Eine Meinung, die maßgebliche Mitglieder im IOC durchaus teilen, aber nicht offen zu äußern wagen. „Es sieht nicht gut aus für den Präsidenten“, sagt ein Insider. Die jüngere Garde im IOC, die schon lange auf ihre Chance wartet, weiß, daß eine glaubwürdige Erneuerung des Komitees, die auch Sponsoren und Fernsehanstalten zufriedenstellt, nur ohne den Mann funktionieren kann, der eng mit dem System der Korruption verwoben ist. Aber auch wenn Samaranch die letzten beiden Jahren seiner Präsidentschaft noch hartnäckig absitzt, ist klar, daß seine Macht gebrochen ist. Leute wie Richard Pound, Marketingdirektor Michael Payne oder der Belgier Jacques Rogge werden versuchen, das Komitee zu modernisieren, zu professionalisieren und zwangsläufig zu demokratisieren.

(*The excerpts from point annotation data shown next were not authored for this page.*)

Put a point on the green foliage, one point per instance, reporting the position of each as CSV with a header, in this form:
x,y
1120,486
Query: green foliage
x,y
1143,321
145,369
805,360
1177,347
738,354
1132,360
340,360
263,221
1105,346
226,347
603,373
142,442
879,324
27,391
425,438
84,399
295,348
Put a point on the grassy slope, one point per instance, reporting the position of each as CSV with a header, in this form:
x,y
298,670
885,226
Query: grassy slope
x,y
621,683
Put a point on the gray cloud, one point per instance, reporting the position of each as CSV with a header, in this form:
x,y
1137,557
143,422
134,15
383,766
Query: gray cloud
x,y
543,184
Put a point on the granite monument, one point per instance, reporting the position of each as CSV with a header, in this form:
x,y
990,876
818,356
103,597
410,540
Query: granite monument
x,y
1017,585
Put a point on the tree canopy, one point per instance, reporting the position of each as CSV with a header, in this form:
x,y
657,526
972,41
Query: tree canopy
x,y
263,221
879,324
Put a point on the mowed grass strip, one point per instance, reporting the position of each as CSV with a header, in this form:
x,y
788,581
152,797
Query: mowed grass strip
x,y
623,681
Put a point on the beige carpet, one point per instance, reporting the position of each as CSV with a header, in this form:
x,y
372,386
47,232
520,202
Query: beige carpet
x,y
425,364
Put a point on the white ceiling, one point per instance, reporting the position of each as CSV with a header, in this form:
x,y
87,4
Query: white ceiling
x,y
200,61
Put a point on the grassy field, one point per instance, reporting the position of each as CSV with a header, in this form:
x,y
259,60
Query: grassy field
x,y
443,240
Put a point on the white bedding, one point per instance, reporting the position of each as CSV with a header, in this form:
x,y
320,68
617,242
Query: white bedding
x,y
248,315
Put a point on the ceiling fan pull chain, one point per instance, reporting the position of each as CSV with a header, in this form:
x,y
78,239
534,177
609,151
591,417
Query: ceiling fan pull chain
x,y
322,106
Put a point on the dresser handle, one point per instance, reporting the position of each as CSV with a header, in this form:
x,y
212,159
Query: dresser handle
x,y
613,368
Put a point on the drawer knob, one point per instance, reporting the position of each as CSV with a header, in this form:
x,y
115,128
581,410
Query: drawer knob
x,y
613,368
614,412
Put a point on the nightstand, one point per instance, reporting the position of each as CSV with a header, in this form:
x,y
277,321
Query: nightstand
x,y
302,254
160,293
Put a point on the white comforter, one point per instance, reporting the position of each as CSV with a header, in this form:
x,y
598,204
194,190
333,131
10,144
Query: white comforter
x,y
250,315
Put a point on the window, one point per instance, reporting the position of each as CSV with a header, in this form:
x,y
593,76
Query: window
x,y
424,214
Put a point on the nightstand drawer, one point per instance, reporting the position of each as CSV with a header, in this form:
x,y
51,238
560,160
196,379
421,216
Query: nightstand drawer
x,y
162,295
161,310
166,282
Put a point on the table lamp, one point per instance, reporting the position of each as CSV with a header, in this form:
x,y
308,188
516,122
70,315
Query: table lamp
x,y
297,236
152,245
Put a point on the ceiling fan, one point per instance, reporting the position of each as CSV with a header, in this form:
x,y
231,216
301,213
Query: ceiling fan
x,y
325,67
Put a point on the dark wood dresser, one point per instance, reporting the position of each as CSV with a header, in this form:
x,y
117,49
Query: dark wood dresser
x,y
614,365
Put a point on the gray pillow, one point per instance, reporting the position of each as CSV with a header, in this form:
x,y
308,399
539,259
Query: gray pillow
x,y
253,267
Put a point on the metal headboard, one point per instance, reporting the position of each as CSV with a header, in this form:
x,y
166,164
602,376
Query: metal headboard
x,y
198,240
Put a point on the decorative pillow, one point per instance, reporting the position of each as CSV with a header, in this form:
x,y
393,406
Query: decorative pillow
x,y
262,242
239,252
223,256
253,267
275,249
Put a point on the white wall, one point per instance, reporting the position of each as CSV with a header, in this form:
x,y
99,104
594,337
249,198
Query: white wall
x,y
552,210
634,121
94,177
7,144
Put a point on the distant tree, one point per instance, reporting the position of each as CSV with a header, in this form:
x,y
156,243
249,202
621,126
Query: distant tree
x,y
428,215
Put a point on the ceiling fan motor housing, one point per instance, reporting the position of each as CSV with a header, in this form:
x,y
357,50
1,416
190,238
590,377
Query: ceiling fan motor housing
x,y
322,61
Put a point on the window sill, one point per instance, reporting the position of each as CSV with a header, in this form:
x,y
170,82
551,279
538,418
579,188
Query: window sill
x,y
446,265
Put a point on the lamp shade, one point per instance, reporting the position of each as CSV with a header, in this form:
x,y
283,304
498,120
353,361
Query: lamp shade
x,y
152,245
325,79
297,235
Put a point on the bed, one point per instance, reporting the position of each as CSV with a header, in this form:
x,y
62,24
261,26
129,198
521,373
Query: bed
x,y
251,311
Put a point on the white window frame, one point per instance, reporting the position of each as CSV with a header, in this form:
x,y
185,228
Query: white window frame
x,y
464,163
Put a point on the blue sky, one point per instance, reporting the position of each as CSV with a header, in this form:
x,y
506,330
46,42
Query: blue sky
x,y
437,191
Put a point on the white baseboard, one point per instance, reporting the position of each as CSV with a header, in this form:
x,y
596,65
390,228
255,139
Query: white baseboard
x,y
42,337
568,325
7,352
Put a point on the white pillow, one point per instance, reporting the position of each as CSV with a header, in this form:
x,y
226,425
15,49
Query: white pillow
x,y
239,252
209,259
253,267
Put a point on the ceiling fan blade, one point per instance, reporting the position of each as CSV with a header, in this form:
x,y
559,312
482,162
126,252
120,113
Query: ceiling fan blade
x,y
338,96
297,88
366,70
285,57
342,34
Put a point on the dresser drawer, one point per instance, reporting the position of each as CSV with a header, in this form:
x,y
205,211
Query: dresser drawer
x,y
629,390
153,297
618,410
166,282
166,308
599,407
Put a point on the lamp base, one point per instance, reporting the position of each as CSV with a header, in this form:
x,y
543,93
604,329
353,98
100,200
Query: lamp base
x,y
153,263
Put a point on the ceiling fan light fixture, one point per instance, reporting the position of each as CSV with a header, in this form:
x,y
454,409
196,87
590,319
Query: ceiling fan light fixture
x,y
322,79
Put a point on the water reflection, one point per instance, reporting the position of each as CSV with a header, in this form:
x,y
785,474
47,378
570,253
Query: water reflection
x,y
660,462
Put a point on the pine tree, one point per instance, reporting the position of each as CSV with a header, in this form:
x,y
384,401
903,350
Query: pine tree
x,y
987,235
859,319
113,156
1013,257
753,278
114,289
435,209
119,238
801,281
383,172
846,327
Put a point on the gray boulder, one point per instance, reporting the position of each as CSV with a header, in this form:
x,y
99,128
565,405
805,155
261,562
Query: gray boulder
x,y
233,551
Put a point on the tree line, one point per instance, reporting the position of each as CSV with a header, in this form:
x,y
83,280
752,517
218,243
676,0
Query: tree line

Ihnen zur Seite stehen Figuren wie Anita deFrantz oder Kevan Gosper, die allerdings selbst wegen ihrer Verwicklung in die Salt-Lake-City- beziehungsweise Sydney-Bewerbungen in der Kritik stehen, und der allgegenwärtige Thomas Bach, dem sein Ruf als Samaranch-Hätschelkind hinderlich sein könnte.

„Wir stehen nicht am Ende, sondern am Anfang unserer Arbeit“, sagte Juan Antonio Samaranch am Sonntag in Lausanne. Es klang fast schon wie ein Abschied.